Volume 4 · 218 words · 1860 Edition

in Commerce, a round vessel bulging in the middle, composed of staves, and bound with hoops. It is chiefly used for holding liquids, particularly ale and beer. The barrel of beer in London formerly contained only 32 ale gallons, = 32½ imperial gallons; but by 43d Geo. III. cap. 69, it was enacted that the barrel of beer should contain 36 gallons, and by 6th Geo. IV. cap. 58, the standard imperial gallon is always to be understood in any excise law where the gallon is mentioned. The barrel therefore contains 36 imperial gallons. (McCulloch's Dict. of Commerce.)

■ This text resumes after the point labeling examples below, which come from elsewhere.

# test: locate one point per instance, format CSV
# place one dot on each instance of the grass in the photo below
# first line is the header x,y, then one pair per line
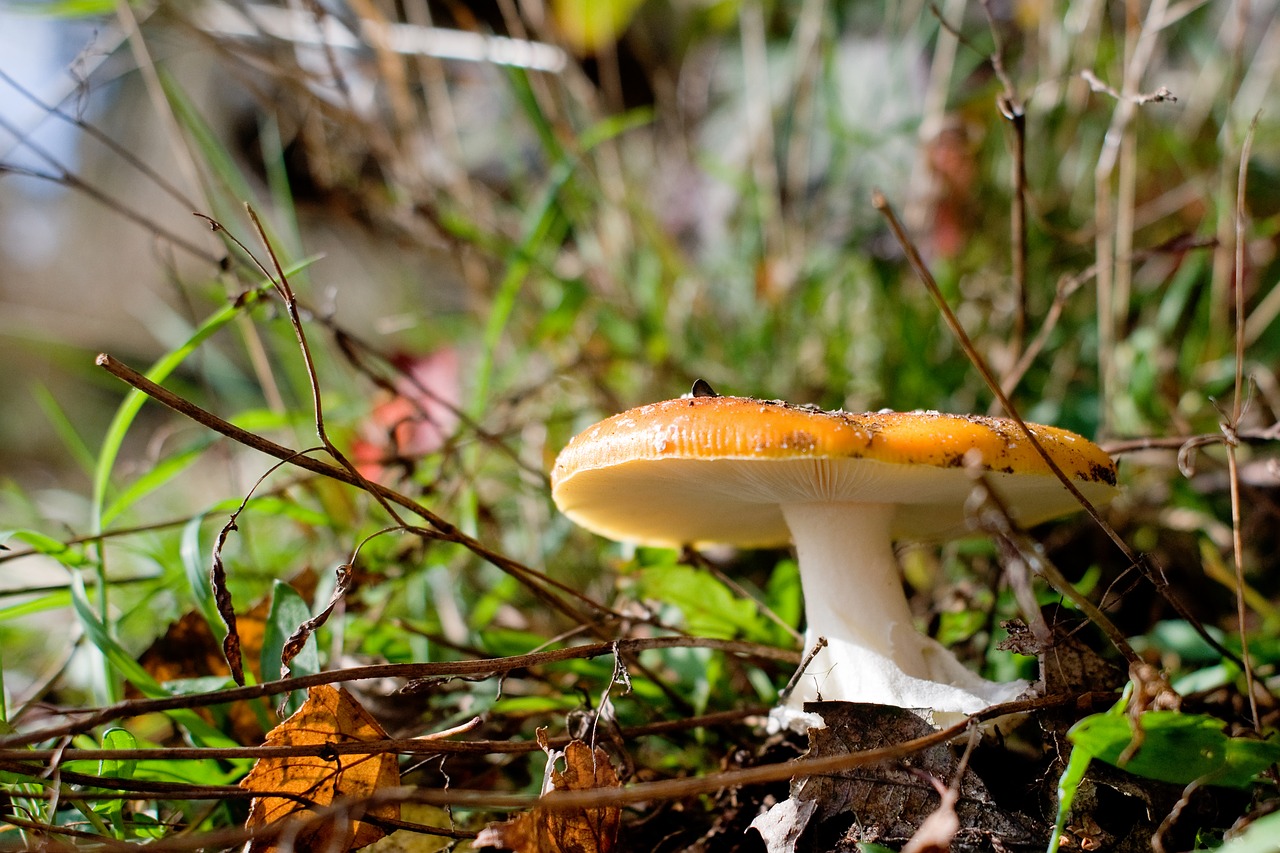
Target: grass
x,y
615,237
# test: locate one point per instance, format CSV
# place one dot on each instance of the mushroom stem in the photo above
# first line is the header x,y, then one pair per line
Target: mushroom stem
x,y
854,597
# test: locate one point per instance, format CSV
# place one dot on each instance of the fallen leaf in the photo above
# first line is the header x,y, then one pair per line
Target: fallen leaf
x,y
565,830
188,649
940,828
886,803
329,716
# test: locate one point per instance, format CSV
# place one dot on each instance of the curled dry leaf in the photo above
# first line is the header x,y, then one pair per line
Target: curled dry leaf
x,y
565,830
329,716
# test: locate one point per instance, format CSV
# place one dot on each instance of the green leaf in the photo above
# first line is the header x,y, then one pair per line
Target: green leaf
x,y
711,609
64,428
1176,748
1068,785
118,738
160,473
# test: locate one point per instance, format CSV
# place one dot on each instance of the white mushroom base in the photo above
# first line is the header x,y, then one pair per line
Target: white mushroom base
x,y
854,597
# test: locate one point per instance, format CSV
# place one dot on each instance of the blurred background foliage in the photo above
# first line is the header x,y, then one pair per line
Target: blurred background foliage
x,y
600,204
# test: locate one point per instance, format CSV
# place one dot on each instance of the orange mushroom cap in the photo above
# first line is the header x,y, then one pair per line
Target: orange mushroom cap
x,y
718,469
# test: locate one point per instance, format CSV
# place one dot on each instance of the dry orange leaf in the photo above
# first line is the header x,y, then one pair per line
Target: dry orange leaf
x,y
565,830
329,716
188,649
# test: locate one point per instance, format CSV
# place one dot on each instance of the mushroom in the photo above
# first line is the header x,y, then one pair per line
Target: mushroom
x,y
841,487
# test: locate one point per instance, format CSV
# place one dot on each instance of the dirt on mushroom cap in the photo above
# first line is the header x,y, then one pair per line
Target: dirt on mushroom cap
x,y
688,470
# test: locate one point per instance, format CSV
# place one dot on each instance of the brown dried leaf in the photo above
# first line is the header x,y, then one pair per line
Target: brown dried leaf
x,y
329,716
188,649
568,830
891,802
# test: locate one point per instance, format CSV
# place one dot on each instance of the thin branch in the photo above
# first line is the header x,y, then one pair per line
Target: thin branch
x,y
1134,559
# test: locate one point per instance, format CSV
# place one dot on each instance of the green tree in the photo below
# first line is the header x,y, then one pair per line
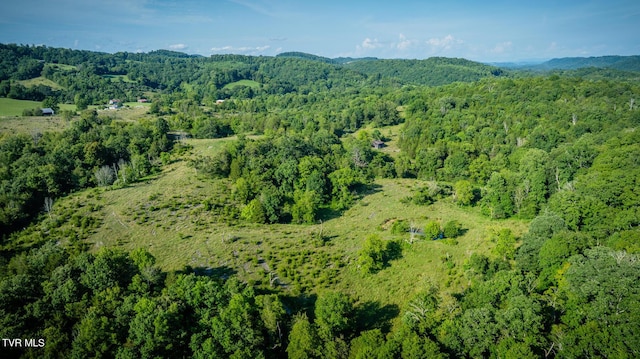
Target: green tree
x,y
306,206
432,230
303,340
497,202
254,212
371,257
505,242
452,229
463,193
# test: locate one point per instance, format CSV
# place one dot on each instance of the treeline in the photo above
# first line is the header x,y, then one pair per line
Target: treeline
x,y
94,151
520,141
435,71
290,178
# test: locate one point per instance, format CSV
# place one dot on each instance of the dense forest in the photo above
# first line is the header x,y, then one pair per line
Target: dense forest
x,y
294,144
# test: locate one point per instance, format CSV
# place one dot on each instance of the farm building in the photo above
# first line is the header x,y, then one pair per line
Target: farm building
x,y
47,111
377,144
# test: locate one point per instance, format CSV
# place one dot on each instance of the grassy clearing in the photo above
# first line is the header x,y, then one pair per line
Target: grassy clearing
x,y
249,83
63,67
11,107
167,215
40,81
116,78
13,125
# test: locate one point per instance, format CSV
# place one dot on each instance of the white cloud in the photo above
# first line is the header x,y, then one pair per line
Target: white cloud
x,y
178,46
445,43
371,44
502,47
404,43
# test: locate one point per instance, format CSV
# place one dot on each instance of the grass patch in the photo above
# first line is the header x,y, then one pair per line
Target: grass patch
x,y
11,107
169,216
117,78
249,83
40,81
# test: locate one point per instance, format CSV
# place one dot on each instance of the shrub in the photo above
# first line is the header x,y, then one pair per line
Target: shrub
x,y
400,226
452,229
432,230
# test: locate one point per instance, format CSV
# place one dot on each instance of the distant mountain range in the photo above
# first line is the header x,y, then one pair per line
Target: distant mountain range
x,y
438,70
622,63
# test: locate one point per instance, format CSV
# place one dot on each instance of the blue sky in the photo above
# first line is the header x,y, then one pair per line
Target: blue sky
x,y
477,30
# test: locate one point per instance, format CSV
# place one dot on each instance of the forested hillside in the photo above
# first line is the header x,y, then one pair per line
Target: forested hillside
x,y
291,206
624,63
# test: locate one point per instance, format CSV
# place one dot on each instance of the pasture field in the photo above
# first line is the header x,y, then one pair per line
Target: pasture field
x,y
248,83
168,215
41,81
11,107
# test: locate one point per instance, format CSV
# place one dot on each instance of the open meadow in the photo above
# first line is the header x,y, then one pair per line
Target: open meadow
x,y
167,215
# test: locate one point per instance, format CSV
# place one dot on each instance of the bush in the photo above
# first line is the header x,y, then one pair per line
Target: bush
x,y
432,230
400,226
452,229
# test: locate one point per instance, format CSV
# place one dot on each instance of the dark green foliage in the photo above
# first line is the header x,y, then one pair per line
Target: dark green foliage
x,y
376,253
92,151
452,229
400,226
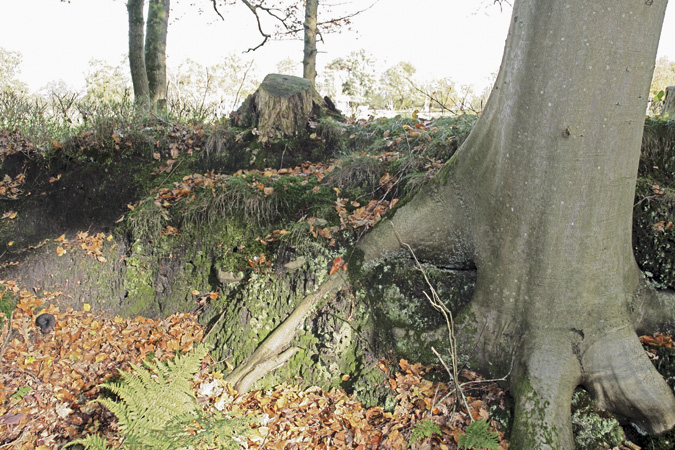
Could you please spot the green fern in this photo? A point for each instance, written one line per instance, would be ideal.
(157, 410)
(423, 430)
(479, 436)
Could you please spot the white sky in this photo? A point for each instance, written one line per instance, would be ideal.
(462, 39)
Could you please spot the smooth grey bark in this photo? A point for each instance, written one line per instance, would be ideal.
(155, 50)
(540, 199)
(139, 77)
(309, 54)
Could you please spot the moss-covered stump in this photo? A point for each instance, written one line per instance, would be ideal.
(282, 106)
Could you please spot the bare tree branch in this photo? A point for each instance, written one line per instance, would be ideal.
(215, 8)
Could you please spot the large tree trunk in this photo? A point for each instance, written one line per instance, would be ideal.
(309, 58)
(155, 51)
(540, 199)
(139, 77)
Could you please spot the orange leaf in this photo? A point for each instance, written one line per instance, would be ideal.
(337, 265)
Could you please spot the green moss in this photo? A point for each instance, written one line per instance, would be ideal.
(592, 427)
(530, 417)
(139, 287)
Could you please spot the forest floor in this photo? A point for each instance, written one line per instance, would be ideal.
(49, 382)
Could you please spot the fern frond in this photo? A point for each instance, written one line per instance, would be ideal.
(151, 397)
(479, 436)
(91, 442)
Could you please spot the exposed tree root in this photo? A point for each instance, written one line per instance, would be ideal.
(275, 350)
(543, 384)
(621, 378)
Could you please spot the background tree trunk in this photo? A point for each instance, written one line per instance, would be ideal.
(155, 51)
(309, 58)
(669, 102)
(280, 107)
(540, 199)
(139, 76)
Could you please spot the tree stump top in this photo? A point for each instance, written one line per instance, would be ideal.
(282, 106)
(280, 85)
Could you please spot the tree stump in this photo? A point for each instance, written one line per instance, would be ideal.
(669, 102)
(282, 106)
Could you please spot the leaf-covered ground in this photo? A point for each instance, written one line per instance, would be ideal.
(48, 382)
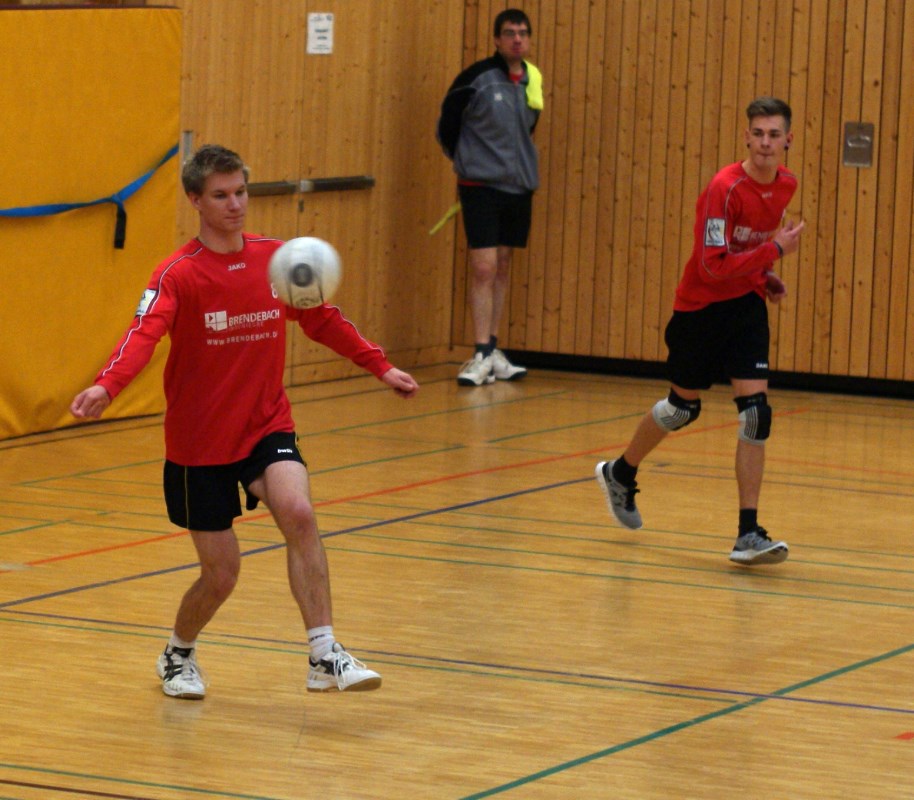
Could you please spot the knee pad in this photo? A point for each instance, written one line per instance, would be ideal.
(674, 412)
(754, 417)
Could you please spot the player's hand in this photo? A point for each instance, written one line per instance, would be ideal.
(401, 382)
(788, 236)
(774, 288)
(90, 403)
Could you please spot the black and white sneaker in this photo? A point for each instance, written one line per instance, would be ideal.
(619, 498)
(181, 677)
(339, 671)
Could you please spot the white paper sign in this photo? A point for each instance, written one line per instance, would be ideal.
(320, 34)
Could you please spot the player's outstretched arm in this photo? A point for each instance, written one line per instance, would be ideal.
(788, 236)
(90, 403)
(401, 382)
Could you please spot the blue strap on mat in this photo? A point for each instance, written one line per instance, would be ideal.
(118, 198)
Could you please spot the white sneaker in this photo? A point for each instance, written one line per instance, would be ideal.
(181, 677)
(338, 671)
(504, 370)
(476, 371)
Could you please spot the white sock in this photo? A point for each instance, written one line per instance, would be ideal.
(320, 640)
(177, 641)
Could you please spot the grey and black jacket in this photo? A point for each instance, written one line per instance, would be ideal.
(486, 127)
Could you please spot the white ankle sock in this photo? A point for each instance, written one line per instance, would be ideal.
(320, 640)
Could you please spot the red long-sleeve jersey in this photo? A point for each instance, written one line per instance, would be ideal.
(224, 373)
(735, 220)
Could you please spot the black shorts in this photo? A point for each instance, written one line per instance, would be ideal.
(206, 498)
(720, 342)
(492, 218)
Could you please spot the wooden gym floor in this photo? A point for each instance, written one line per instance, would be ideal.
(530, 647)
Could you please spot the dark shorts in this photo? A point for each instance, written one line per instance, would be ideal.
(719, 342)
(492, 218)
(207, 499)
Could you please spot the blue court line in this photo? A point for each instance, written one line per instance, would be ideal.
(278, 545)
(296, 646)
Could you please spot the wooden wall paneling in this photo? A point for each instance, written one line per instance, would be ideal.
(832, 61)
(609, 114)
(886, 121)
(901, 353)
(337, 139)
(727, 69)
(677, 205)
(848, 187)
(640, 178)
(658, 132)
(712, 155)
(807, 86)
(620, 297)
(559, 47)
(572, 272)
(870, 79)
(705, 38)
(790, 69)
(430, 179)
(591, 122)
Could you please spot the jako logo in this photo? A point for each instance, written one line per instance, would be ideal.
(216, 320)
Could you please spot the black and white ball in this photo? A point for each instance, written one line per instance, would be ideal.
(305, 272)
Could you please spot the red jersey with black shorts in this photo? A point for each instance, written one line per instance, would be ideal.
(719, 328)
(224, 374)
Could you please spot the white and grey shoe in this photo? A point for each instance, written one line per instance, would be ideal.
(619, 497)
(339, 671)
(476, 371)
(180, 674)
(504, 370)
(756, 548)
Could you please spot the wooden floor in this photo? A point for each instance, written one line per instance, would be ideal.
(530, 647)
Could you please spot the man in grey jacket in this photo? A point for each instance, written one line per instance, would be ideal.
(486, 128)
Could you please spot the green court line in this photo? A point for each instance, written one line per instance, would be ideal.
(214, 639)
(130, 782)
(624, 561)
(668, 731)
(625, 578)
(560, 428)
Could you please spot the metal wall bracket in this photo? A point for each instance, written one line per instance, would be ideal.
(858, 144)
(340, 184)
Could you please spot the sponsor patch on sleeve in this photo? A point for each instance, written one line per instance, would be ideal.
(714, 232)
(145, 300)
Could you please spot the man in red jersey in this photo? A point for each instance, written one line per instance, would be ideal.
(228, 420)
(719, 327)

Barrel also denotes a certain weight of several kinds of merchandise, and differs according to the nature of the commodities. Thus a barrel of Essex butter weighs 106 pounds, and of Suffolk butter 256 pounds; a barrel of herrings ought to contain 32 gallons wine-measure, and about 1000 herrings; a barrel of salmon should contain 42 gallons, and a barrel of eels the same; a barrel of soap should weigh 256 lb. The measure of capacity called barrel-bulk = 5 cubic feet.

Mechanics, a term given by watch-makers to the cylinder about which the spring is coiled; and by gunsmiths to the cylindrical tube of a gun, pistol, or blunderbuss, which contains the charge.

Anatomy, the cavity of the tympanum.